Overcoming vices is tough.

They’re like a group of bad friends who are exciting and fun to be with, but they’re a bad influence so I have to make new friends with higher standards. Even as I distance myself from the old gang, I know we’ll still be friendly on occasion. We just can’t be close.


It’s been a strong week, but only a week and one week does not a weakness break, so I’ve still got a lot of work ahead.

Who decided New Year’s should be in January? The dreariest month of the year and therefore the hardest month to muster and maintain motivation?

What I could really use right now is a montage.

You know, that part of the movie where the protagonist is at her lowest point and she feels hopeless. But just then, she thinks of a plan! And the plan is going to be arduous and take dedication, discipline, time and hard work but she knows she can do it! And do you know why she knows she can do it? Because she has a montage coming up.

All those difficult weeks, months or years it takes to transform tragedy into triumph are conveniently condensed into a three-and-a-half minute highlight reel of expedited progress set to some sappy song like I Believe I Can Fly.

I love the montages.

We all love the montages because the monotonous, day-in-and-day out effort it takes to accomplish something meaningful isn’t usually something pleasant to view (or do) unedited. Just think of the precious minutes of life we’d all have back if finding the Horcruxes would have been made into a montage.

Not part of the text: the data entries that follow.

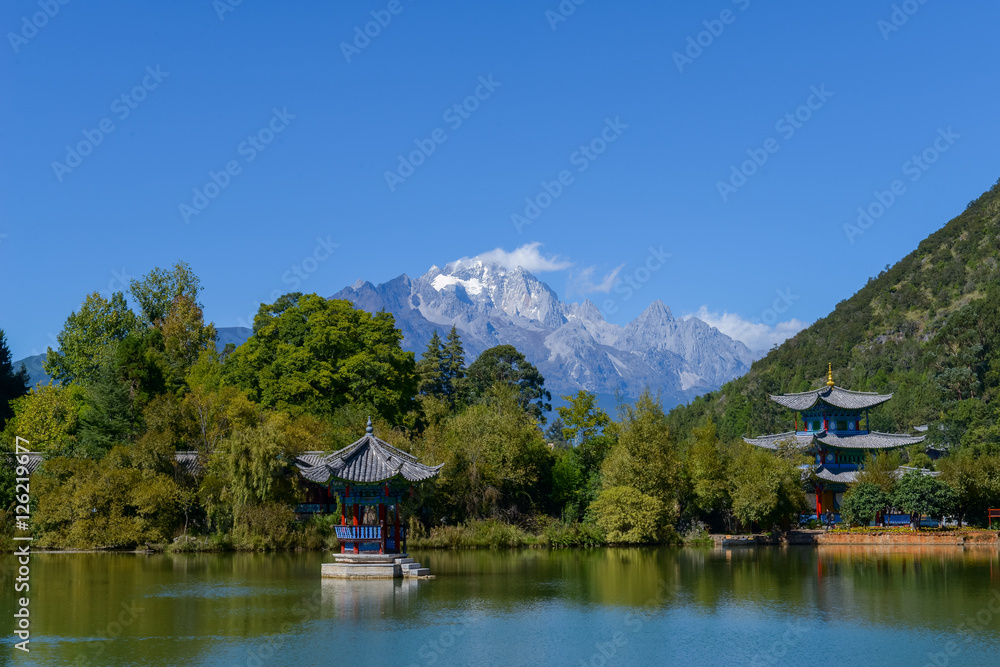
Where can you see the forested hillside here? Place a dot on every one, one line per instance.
(925, 329)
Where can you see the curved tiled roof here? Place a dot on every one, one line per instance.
(873, 440)
(829, 475)
(835, 396)
(367, 461)
(771, 441)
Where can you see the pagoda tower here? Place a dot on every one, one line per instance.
(831, 426)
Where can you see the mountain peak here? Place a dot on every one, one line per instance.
(656, 312)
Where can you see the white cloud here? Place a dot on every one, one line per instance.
(527, 257)
(583, 282)
(756, 335)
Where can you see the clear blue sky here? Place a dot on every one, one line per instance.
(66, 233)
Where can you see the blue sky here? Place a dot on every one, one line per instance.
(309, 121)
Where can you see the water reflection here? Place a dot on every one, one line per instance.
(555, 606)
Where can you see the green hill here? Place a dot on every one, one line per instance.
(926, 329)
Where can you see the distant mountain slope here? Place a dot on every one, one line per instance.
(571, 344)
(926, 329)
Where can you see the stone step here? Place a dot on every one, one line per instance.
(417, 572)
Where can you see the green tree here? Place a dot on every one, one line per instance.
(88, 337)
(158, 290)
(503, 364)
(863, 502)
(13, 384)
(919, 494)
(766, 489)
(644, 456)
(431, 380)
(48, 418)
(497, 462)
(628, 516)
(708, 464)
(316, 355)
(453, 367)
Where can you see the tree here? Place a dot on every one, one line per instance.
(430, 373)
(13, 384)
(497, 462)
(708, 470)
(503, 364)
(185, 336)
(582, 417)
(919, 494)
(88, 336)
(630, 517)
(863, 502)
(160, 288)
(453, 367)
(766, 489)
(644, 457)
(316, 355)
(48, 417)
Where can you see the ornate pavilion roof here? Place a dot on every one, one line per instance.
(872, 440)
(771, 441)
(367, 461)
(833, 395)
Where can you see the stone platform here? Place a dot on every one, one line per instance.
(373, 566)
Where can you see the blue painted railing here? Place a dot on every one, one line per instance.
(351, 533)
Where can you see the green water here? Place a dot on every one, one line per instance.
(795, 605)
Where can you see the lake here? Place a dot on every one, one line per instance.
(751, 605)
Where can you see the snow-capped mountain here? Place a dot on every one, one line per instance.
(572, 344)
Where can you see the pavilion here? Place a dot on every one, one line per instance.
(831, 426)
(371, 477)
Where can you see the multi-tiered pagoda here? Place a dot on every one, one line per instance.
(831, 425)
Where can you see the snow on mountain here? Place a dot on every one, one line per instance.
(572, 344)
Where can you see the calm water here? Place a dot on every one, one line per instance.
(825, 606)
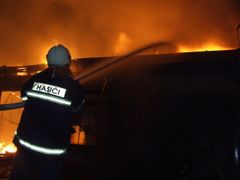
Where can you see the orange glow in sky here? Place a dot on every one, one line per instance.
(205, 47)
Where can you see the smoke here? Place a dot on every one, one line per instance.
(92, 28)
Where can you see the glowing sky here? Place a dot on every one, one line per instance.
(96, 27)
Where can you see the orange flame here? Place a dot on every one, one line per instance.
(9, 148)
(205, 47)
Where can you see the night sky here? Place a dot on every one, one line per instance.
(97, 27)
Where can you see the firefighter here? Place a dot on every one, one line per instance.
(51, 98)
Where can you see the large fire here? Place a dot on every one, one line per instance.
(205, 47)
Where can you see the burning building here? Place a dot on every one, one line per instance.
(167, 116)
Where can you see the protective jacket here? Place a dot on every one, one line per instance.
(51, 98)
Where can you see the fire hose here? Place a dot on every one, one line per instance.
(94, 70)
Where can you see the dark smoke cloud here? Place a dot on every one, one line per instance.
(93, 27)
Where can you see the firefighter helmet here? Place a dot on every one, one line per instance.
(58, 56)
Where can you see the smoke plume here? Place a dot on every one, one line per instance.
(93, 27)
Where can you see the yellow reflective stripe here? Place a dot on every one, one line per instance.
(42, 150)
(49, 98)
(24, 98)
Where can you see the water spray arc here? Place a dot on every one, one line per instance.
(95, 70)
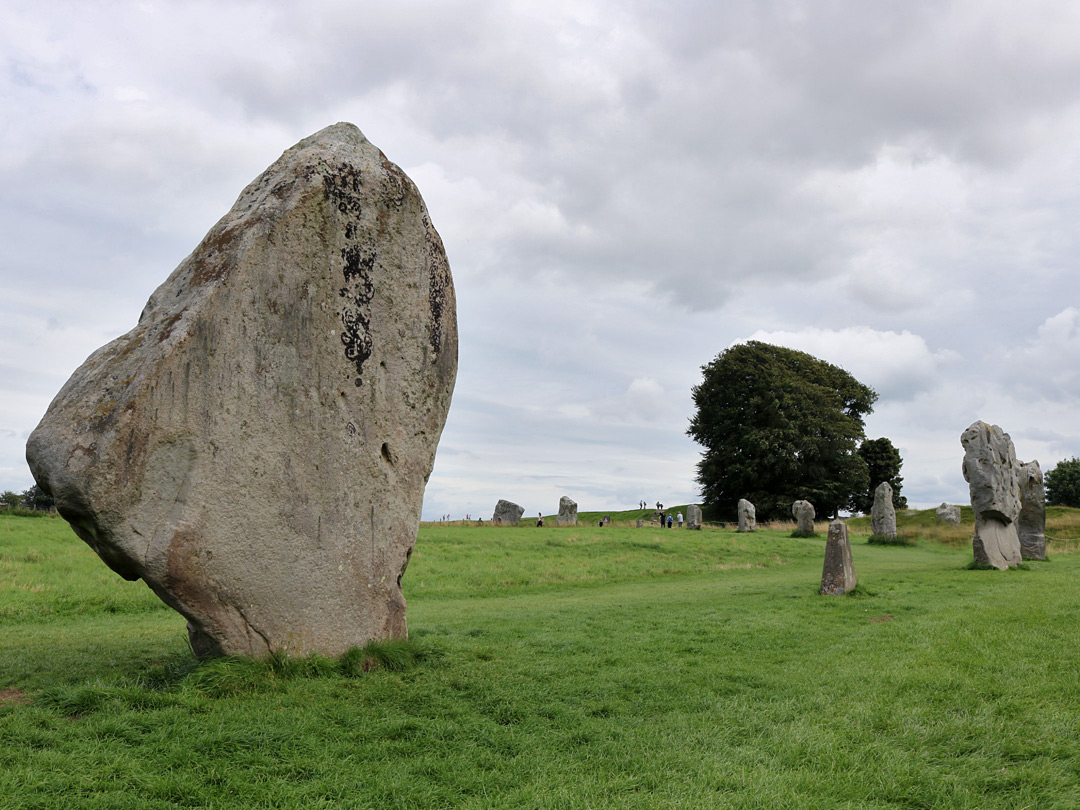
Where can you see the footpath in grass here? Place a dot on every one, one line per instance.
(593, 667)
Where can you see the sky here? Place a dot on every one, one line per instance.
(624, 190)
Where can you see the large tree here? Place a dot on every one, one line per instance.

One of my all-time favorite montages is actually from a book. In Three Clams and an Oyster, author Randy Powell poignantly describes how real life doesn’t offer the luxury of montage and, ironically, he does it with a literary montage. The brilliant description offers both a swift summary and a tedious tick through time.

The scene: Main character, sixteen-year-old Flint McCallister is at the house of a buddy one morning frantically trying to help him clean up after the disastrous residue of a rowdy, non-parent-approved party. As he finds himself mucking through the filth, he monologues about montage, “Real time goes by second by second, one second at a time, one…bottle cap, candy wrapper, cereal flake, and potato chip at a time. There’s no skipping, fast-forwarding, or cutting. No montage. Real time is reality. Reality can really bite. It can smell bad too.”

I feel your pain, Flint.

There’s no way around some of the dirty details of life.

However, while life doesn’t offer a physical form of montage, it does offer an intellectual one—it’s called “memory.”

When we actually manage to finish something, overcome something or achieve something after rigorous effort, the brain automatically edits and produces an inspiring highlight reel in our head that offers a visual of how the struggle culminated for our good. Choose your soundtrack wisely though. Once Elton John gets inside your head, he’s tough to get out.